Sometimes it is interesting to look at adjacent communities. I found that tools in game creation communities are an interesting case:
- Like open source software, they are for a community of people the creator is part of…
- …but they are often focussing on end users/non-programmers
- Like open source software, there is an emphasis on creation, creativity…
- …but not in code, but via music/graphics/animation.
- Most likely, these apps don’t have dedicated roles like designers, an explicit roadmap and other indicators of “good” design practice.
Interestingly, some of the free tools share their source code, but not all of them do. I guess, in a community with a large proportion of non-programmers, it might not be that interesting. The tools seem also created by single creators; the collaboration that FOSS promises might not be as useful to them and/or pose a significant overhead. (Seems this community’s view on licensing is also different, even for the creative works in graphics and music; the similar-to-FOSS Creative Commons Licenses are rarely used; instead a brief paragraph stating creator’s wishes about commercial use and attribution are common)
I want to add to this - as a designer in the industry for a very long time now. It never really occurred to me to be a FOSS Designer. I always just thought of open-source as a developer world. Literally the other day, was the first time I thought “I wonder if designers can contribute to open-source and how that works?”
If a designer has input into a FOSS project it’s going to be hard to get that implemented because they may not know the language that the particular project is written in. They have to rely on other volunteers being willing to help them implement their recommendations. And everyone has their own recommendations.
as @jcklpe said here too - I really wonder how they will prioritize; but I guess it would be just the same with code contributions. In the end the ‘owners’ of the product will implement if they see fit.
So perhaps its more of a requirements to contribute. For example - if you want to contribute design there needs to be a fully clickable prototype, notes, and documentation on the changes you are making and why. The design needs to be open so that anyone with the link can also access any assets available (or also upload new assets to the pull request)
In the end, if it gets implemented or not would be really up to the “PM” of the project.
Perhaps if we created a simple framework for people to understand how to contribute, more people would be willing to do so.
Designers may not know the language, but if they have an interesting contribution, the owner can definitely reach out to them to discuss more so they can allocate time to implement if worthwhile.
As I’ve talked to other FOSS projects it’s clear that those with the most effective UX are just more organized. They plan, they have roadmaps, they prioritize. This is the world in which UX is very helpful.
The smaller repos with little UX experience are MUCH harder to work with. I’m very empathetic to their pressures. But many don’t understand what UX can do, and how it can save them time.

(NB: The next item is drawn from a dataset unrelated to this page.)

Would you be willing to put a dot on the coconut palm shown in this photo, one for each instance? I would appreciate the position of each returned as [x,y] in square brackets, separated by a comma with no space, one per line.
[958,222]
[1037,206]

There really are two UX paths here: 1) To introduce UX into a repo that doesn’t understand UX well and 2) Work for team that appreciates UX and knows how to prioritize it. Both are reasonable goals. The risk with #1 is that they may not want it and honestly, there may be little anyone can do.
This is why I’m trying to call out the teams that do great UX to show that it is happening, get the community to know it can happen and get people to say “more please”.